Published on July 29, 2024, IN132 addresses the regulation, registration, and deregistration of tax practitioners with specific reference to deregistration and non-eligibility under the Tax Administration Act No. 28 of 2011 in the event of non-compliance, aimed at enhancing oversight and the compliance of tax practitioners.
As the South African Revenue Service (Sars) intensifies its regulatory efforts, the impact on tax practitioners and their ability to operate effectively is coming into sharper focus.
IN132 outlines specific conditions under which individuals may be barred from registering as tax practitioners or may face deregistration due to their own tax non-compliance well as the period of non-qualification for registration. Key elements of IN132 include:
· Registration Requirements: Tax practitioners must be registered with both a recognised controlling body and Sars.
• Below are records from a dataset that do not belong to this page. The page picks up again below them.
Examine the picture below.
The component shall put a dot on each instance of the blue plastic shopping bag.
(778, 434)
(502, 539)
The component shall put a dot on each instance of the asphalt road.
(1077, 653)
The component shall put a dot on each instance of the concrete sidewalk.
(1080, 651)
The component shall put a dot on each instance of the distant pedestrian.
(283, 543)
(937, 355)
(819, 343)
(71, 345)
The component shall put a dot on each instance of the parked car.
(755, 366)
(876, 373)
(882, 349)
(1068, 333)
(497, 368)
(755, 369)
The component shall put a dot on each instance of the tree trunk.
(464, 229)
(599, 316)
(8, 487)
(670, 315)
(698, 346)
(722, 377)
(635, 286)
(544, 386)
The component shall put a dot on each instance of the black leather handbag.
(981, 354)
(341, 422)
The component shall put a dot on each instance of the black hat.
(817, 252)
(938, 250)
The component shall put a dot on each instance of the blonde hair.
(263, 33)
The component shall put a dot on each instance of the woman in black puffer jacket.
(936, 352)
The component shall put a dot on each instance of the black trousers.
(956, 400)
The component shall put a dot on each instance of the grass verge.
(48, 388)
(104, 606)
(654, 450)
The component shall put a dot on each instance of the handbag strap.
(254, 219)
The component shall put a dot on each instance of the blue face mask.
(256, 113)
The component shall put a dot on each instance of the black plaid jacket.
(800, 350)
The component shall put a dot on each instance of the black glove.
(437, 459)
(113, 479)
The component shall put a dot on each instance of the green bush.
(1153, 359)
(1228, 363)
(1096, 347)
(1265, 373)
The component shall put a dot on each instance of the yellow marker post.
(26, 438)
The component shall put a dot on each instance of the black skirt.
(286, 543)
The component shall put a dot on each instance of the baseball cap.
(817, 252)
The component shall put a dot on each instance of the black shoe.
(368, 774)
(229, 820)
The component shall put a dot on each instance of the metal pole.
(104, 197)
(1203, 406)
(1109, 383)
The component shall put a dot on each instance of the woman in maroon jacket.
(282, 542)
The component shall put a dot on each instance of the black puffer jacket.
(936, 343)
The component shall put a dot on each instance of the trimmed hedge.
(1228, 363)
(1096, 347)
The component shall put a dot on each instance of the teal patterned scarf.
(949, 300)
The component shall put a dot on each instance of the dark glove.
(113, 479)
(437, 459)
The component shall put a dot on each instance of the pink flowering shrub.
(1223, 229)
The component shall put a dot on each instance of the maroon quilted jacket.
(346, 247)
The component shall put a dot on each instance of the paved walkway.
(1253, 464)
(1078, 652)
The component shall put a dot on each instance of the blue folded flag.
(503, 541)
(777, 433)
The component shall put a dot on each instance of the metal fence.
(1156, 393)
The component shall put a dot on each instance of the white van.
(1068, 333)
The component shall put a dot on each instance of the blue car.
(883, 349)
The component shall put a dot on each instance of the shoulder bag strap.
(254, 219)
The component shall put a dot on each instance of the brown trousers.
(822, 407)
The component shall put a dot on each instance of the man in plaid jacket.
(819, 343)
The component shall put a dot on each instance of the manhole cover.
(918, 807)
Failure to meet these requirements constitutes a criminal offense, potentially leading to fines or imprisonment.
· Deregistration: Sars can deregister tax practitioners who have been non-compliant for an aggregate of at least six months within the past twelve months and who fail to rectify their non-compliance within a specified notice period. It is important that both conditions must be satisfied. This highlights the critical importance of demonstrating compliance or remedying non-compliance within the notice period, in the instance of such a notice by Sars.
· Compliance and Response: Tax practitioner compliance is measured on a rolling twelve-month basis. Practitioners should respond promptly to such Sars notices to address non-compliance issues and avoid deregistration.
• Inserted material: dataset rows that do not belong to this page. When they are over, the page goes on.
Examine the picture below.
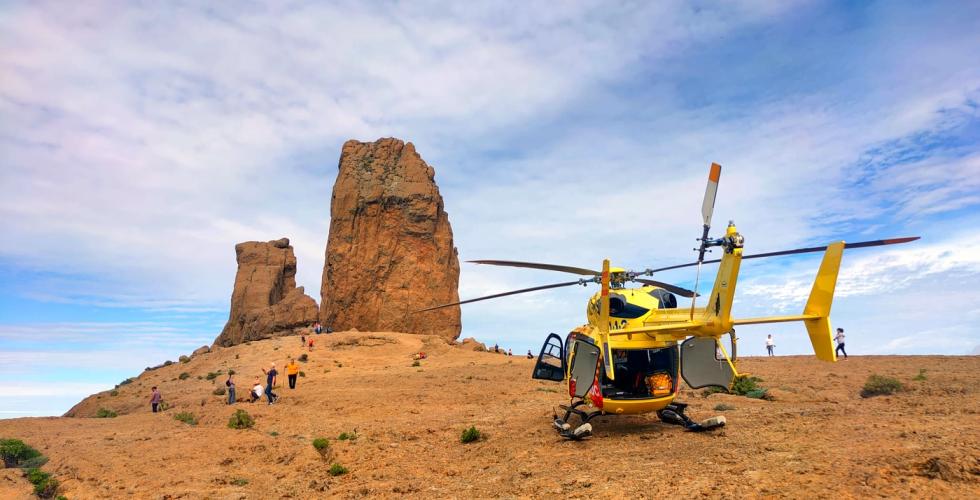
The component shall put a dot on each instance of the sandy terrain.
(819, 438)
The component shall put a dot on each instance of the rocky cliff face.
(266, 301)
(390, 250)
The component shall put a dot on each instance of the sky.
(139, 142)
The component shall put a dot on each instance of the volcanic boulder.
(390, 250)
(266, 301)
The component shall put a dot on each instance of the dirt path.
(818, 439)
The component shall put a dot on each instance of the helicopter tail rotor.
(707, 209)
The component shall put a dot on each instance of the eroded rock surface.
(390, 250)
(266, 301)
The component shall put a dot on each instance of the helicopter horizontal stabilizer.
(816, 313)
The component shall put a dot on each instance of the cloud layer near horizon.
(141, 142)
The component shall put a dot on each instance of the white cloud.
(140, 143)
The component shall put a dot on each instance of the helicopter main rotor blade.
(683, 292)
(860, 244)
(535, 265)
(504, 294)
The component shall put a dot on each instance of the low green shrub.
(469, 435)
(241, 420)
(45, 486)
(186, 417)
(878, 385)
(17, 454)
(105, 413)
(745, 384)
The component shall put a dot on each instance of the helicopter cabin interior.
(638, 373)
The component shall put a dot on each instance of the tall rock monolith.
(390, 251)
(266, 301)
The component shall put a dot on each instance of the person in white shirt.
(840, 342)
(257, 391)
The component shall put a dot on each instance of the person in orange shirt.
(292, 370)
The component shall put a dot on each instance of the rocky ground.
(818, 438)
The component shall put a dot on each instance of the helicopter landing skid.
(674, 414)
(582, 431)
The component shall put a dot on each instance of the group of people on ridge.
(839, 338)
(257, 390)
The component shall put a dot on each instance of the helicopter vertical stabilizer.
(821, 298)
(604, 321)
(718, 309)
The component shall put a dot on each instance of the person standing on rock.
(840, 342)
(230, 384)
(292, 371)
(155, 399)
(270, 380)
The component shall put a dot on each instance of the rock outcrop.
(266, 301)
(390, 250)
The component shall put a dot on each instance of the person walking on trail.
(230, 384)
(292, 370)
(270, 381)
(155, 399)
(257, 391)
(840, 342)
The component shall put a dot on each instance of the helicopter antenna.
(707, 208)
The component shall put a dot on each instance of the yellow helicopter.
(638, 342)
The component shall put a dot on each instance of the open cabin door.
(703, 364)
(584, 358)
(551, 360)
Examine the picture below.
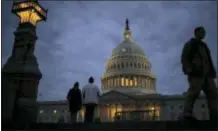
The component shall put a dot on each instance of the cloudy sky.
(78, 37)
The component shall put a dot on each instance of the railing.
(137, 115)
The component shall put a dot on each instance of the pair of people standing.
(88, 97)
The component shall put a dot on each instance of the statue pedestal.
(8, 98)
(28, 110)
Concerns from the field and looking ahead
The guidance provided under IN132 was a major topic of discussion at recent events hosted by CPD Consortium. Tax practitioners voiced their concerns about the impact of the implementation of these guidelines, especially in the instance of inadvertent non-compliance.
Tax Practitioners have a crucial role in achieving improved compliance and efficient tax administration. As Sars intensifies its drive for taxpayer compliance, finding the balance between oversight and support for tax practitioners remains of key importance.
In turn, tax practitioners should not only maintain their own compliance but also stay at the forefront of their field to ensure their clients' compliance. This involves keeping up to date with tax legislation, case law, policies, Sars operations, eFiling updates, and ethical standards. Professional development providers play a critical role in equipping practitioners with the essential resources and guidance needed to navigate these complexities effectively.
* Du Toit is an independent trust & fiduciary services expert & CPD Consortium Project Co-Ordinator.